The Sea in Winter by Christine Day (9780062872043)
All Maisie has ever wanted to do is ballet. All of her friends are in ballet with her, rather than attending her school. But Maisie hurt her leg a few months ago and has been unable to dance. She goes to school, spending all of her time alone there. She gets texts from her ballet friends, but often doesn’t feel like responding to them. Now her family is planning a trip to the coast, near the Makah community where her mother was raised. Maisie’s doctor has agreed that since she is healing so well, she can hike the wintry forest with her family, in fact, she may be able to start dancing soon! Spending the days together with her mother, little brother and stepfather though makes it tough. Maisie is optimistic that her leg will get better, but tired of being asked about it, especially as her leg starts to twinge more and more as the trip goes on. Maisie must face the question of what she is if she cannot be a dancer after all.

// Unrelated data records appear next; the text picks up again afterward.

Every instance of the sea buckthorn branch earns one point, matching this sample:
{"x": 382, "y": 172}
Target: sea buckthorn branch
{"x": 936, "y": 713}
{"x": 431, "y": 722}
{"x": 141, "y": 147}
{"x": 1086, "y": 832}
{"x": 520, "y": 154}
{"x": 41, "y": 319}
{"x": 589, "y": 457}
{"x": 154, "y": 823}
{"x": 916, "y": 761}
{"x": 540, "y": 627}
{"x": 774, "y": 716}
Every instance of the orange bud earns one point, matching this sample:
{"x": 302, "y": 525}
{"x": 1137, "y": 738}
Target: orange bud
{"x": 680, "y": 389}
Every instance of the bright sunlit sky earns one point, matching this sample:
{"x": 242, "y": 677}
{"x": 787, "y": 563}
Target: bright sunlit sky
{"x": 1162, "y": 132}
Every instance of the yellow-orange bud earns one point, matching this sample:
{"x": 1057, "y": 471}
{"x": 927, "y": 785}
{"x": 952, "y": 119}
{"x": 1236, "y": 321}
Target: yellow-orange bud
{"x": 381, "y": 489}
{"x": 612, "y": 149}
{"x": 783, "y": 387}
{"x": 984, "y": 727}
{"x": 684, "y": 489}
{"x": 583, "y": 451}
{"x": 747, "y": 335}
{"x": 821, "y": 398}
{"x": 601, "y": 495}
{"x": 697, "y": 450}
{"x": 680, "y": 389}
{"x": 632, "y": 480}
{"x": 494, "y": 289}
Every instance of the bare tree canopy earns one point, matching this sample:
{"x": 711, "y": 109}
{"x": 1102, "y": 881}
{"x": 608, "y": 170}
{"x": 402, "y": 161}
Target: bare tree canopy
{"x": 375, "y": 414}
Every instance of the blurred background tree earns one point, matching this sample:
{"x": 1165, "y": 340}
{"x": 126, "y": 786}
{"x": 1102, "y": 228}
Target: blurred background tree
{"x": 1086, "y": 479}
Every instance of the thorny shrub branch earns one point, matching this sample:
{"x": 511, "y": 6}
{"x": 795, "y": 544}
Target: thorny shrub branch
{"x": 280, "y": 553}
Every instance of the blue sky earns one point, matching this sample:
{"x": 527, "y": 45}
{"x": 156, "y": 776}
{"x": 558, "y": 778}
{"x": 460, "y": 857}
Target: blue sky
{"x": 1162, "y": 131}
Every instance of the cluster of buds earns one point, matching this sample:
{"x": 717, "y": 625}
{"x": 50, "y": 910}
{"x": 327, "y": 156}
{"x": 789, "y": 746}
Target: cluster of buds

Day’s book is quiet and thoughtful. She builds a supportive family for Maisie, blended out of her mother and a loving stepfather who is unfailingly kind but also willing to set boundaries too. Her little brother serves a critical role in the book, often being the only person who can bring Maisie out of her sadness and focusing on her leg. The deep conversations Maisie has with her parents come naturally as part of the story and serve to reveal the adults’ backgrounds, Native history and give context to what Maisie is going through.
Maisie herself is a protagonist who is deeply focused on herself. She finds herself saying things to her parents that she regrets, treating her little brother poorly at times, and then trying to remedy it. She is full of a deep sadness and anger, even when she is optimistic about her future. The book is a study of a girl suffering a real loss of her dreams and coming to terms with that.
Wintry yet full of warmth and self discovery. Appropriate for ages 9-12.
Reviewed from e-galley provided by Heartdrum.